Nursing students also attended classes taught by a priest at Gonzaga University, “which was innovative for a Methodist hospital,” Ericksen said. She and her sister would walk from Gonzaga to the Fern Candy Co. on Riverside to get ice cream after class.

Their first year, the Ericksens lived in Abernathy Hall, one of the houses owned by Deaconess along Fifth Avenue. A house mother kept track of their comings and goings.

Ericksen remembers a senior student with a boyfriend recruited the sisters to put a ladder up to her bedroom window so she could sneak out after curfew.

“Oh, if we had been caught …,” Ericksen said.

Back then, the students used to sneak out after 10 p.m. to go to the nearby roller rink. Later the student nurses moved to Letterman Landing Hall, which exists today as offices for the medical center.

When Ericksen graduated in 1943 with a class of 14, the United States was knee-deep in World War II and both doctors and nurses were in short supply. Ericksen joined the Army Nurse Corps and was stationed at Kelly Field (now Kelly Air Force Base) near San Antonio until 1947.

Ericksen returned to Deaconess and in 1948 she became head nurse in the emergency department. That year the Washington Nurses Association asked the Washington Hospital Association to raise nurses’ pay to $228 for a 40-hour work week. In 1952, Louise Fairchild became the 1,000th graduate of the school and a year later, Lester Kenline became the first male graduate.

In the 1960s, Spokane became a “medical Mecca.” Medicare was established and in 1965, Deaconess started the first cardiopulmonary school in the nation. That was the year Kathy Higgins graduated from the nursing school. Students were still required to live on campus.

“That’s part of the reason all of us bonded so much,” said Higgins, 62, a committee member.

She remembers the strict moral code, the 10 p.m. curfew, “come hell or high water,” and knocking on windows to be let in the dormitory after hours. She lived in Letterman Lanning Hall as a freshman and Sherwood Hall, now the Women’s Health Center, her junior and senior year.

The uniform was a below-the-knee, blue and white cotton-polyester pinstriped frock with a white collar and buttons all the way down.

“We got capped after our first year,” she said, “and we wore our caps always. We got our pins when we were juniors, and when we graduated we got our black stripes.”

She recalls being bused to Whitworth College for classes and doing her internship at Eastern State Hospital. After the first year of learning the fundamentals, nursing students in the three-year program entered into specialty training. Higgins chose labor and delivery, which became a 39-year vocation.

Higgins retired last August from Sacred Heart. She also worked 10 years at Deaconess, one year at Valley Hospital and Medical Center and two-and-a-half years with HeartFlight. Her son got to ride along on her last flight, an experience that led him to become a helicopter pilot.

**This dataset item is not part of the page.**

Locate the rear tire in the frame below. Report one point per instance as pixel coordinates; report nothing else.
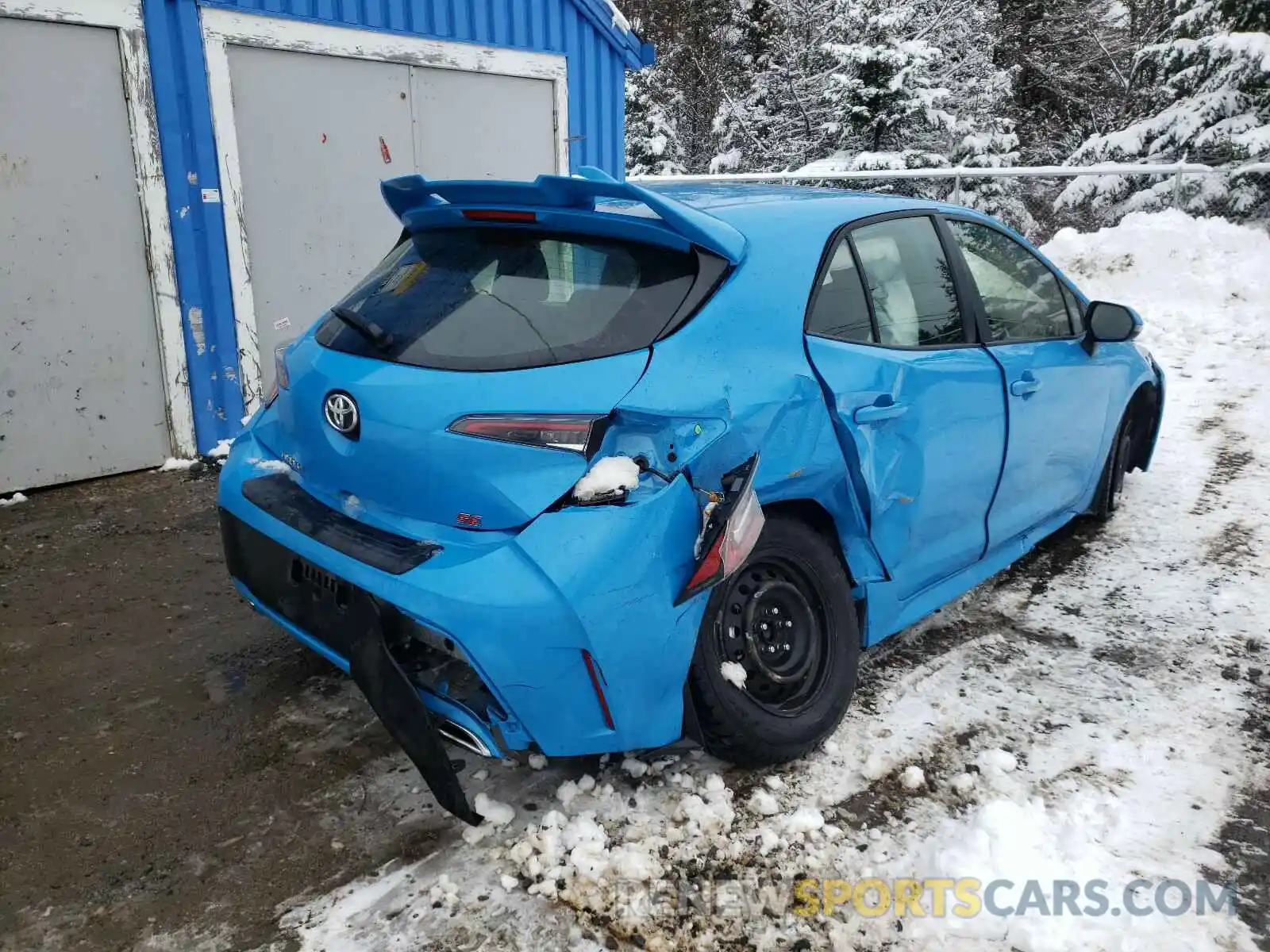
(1106, 498)
(789, 620)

“What a rewarding career I had,” Higgins said. “People come up to me still to say, ‘Do you remember me? You helped deliver my baby.’ “

By the time Ericksen retired in 1988, she had co-founded the Spokane Poison Information Center in 1957 and served in numerous administrative roles at the hospital, including association director of nursing services, assistant to the administrator, director of regional outreach, director for physician liaison and supervisor of the emergency and outpatient departments.

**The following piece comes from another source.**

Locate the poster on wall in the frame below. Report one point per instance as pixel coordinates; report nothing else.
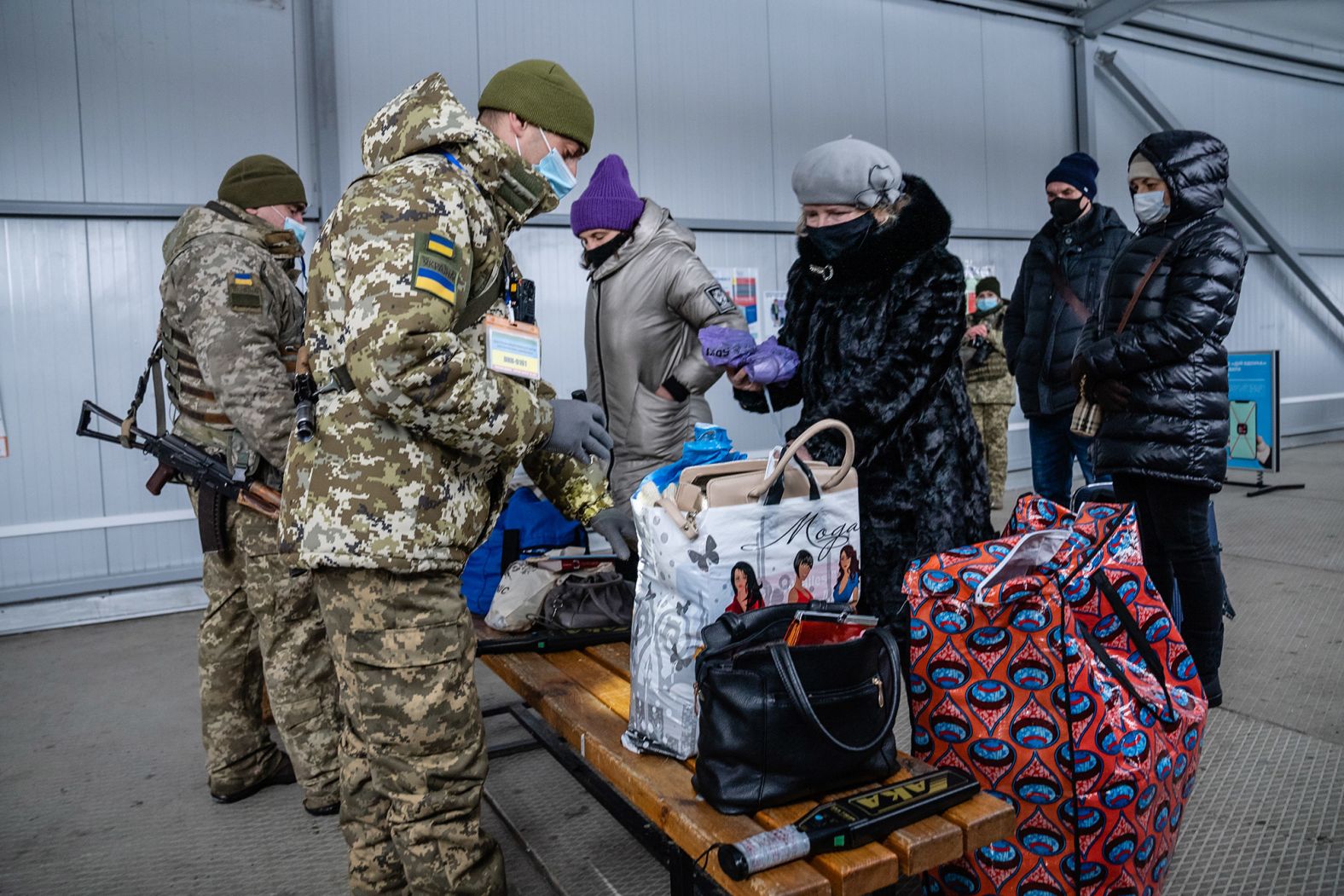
(774, 301)
(1253, 411)
(741, 285)
(975, 273)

“I don’t remember a day when I didn’t like coming to work,” she said. “I always wanted to be a nurse and so I was able to fulfill that dream.”

She credits her peers for helping her through her studies and Deaconess management for hiring her when she came back from the Army. She looks back on her career in nursing through times when a fractured hip left a patient crippled, hearses doubled as ambulances and moms stayed in the hospital for 10 days.

“To have had the privilege to have worked in those years and to see the wonderful advances and to have been part of it all,” she said, fills her with joy and pride. “Yeah, I was there. I was part of it.”